17. The summer of 1816 led to the invention of a new means of personal transportation
Other than walking, the most common means of personal transportation in 1816 was aboard a horse, in Europe and in the United States. Other means included being pulled by oxen and goats, mules and jackasses, and other types of animal-based motive power. But animals needed fodder, and the adverse weather on both continents ensured that food for animals was scarce, making the animals themselves scarce and when available, expensive. Walking was still common across society, including over distances which would cause the modern citizen to hesitate. Walking between Boston and Portsmouth, New Hampshire was not uncommon, for example, as a matter of course while conducting routine business. The same mode of travel was common in Europe, though the merchant class and gentry were adverse to such travel (leading to the English use of pedestrian to also mean plodding or tedious).

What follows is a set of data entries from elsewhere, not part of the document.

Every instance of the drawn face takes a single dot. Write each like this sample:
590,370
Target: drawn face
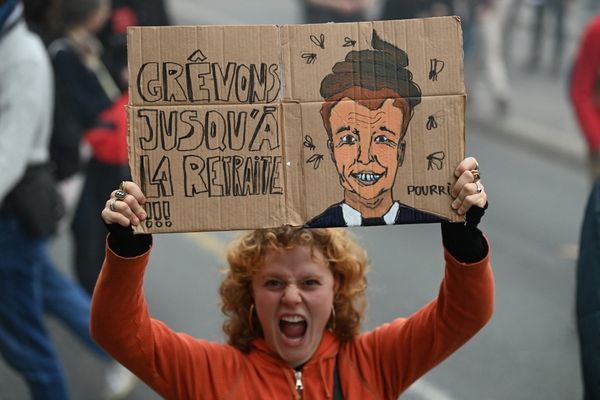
364,146
293,295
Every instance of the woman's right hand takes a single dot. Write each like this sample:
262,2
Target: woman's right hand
125,208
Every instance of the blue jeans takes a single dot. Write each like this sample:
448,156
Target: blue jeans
30,287
588,296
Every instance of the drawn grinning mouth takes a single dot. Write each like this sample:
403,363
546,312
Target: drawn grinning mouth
366,178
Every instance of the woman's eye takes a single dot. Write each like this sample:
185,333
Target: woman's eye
312,282
272,283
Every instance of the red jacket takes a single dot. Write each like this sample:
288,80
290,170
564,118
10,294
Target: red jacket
585,84
379,364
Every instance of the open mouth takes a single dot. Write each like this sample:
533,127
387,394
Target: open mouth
366,178
293,327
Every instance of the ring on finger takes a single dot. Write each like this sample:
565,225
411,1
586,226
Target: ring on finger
120,194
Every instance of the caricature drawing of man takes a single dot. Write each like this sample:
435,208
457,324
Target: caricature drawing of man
369,102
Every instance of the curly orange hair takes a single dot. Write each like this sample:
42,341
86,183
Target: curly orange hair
347,261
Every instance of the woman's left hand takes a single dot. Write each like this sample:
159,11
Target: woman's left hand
468,191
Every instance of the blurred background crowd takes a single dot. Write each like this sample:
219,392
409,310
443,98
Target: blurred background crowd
530,73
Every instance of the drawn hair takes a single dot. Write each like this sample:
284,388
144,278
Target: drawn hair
384,68
347,261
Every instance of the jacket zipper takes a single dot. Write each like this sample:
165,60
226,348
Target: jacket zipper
299,386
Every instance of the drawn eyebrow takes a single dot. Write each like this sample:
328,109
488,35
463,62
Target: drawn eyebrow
342,129
385,129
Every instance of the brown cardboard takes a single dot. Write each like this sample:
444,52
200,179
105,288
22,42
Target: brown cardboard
226,132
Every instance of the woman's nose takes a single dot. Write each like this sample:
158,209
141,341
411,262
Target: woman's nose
291,294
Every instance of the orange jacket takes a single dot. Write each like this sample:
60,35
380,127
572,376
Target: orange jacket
378,364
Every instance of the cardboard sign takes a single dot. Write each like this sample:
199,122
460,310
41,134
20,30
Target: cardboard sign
243,127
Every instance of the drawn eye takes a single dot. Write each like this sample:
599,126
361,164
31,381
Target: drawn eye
382,139
348,139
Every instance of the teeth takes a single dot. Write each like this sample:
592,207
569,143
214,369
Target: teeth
292,318
368,177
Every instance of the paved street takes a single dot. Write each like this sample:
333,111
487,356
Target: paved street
533,171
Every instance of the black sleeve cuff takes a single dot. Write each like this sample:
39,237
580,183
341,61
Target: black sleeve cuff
464,240
124,243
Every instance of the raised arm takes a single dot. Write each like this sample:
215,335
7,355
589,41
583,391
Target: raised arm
407,348
175,365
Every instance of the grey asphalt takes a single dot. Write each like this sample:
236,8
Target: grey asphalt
540,122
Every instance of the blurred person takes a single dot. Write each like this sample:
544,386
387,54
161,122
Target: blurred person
587,299
489,65
293,299
558,9
113,35
406,9
30,284
585,97
585,92
321,11
90,107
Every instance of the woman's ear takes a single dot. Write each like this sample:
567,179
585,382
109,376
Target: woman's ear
336,284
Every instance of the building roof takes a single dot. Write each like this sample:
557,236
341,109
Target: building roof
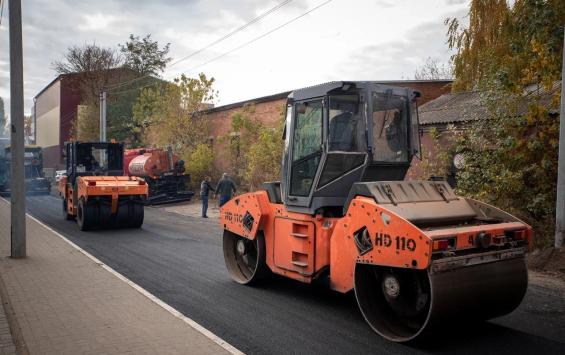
284,94
77,74
469,106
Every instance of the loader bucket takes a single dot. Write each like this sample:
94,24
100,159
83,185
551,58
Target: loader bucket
402,304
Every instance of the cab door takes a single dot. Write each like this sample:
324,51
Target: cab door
306,148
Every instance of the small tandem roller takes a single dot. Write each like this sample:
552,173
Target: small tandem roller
94,190
416,255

A German tinkerer and inventor named Klaus von Drais developed a machine in which a person sat astride a wooden plank, to which wheels had been attached using axles. When the person attempted self-propulsion by thrusting the legs to and fro in the manner of walking, the wheels caused the distance traveled to greatly exceed that accomplished by the length of stride alone. He called it the “Laufmaschine”, which translates to running machine, and demonstrated it during the summer of 1817, when the difficulties of the preceding summer continued to prevail. Today, after decades of improvements and modifications, it remains the basic design of the bicycle. It enjoyed widespread popularity in Britain and Europe, particularly in France, though it was some years before the design, created as a response to the necessity created by the year without a summer, was accepted in the United States.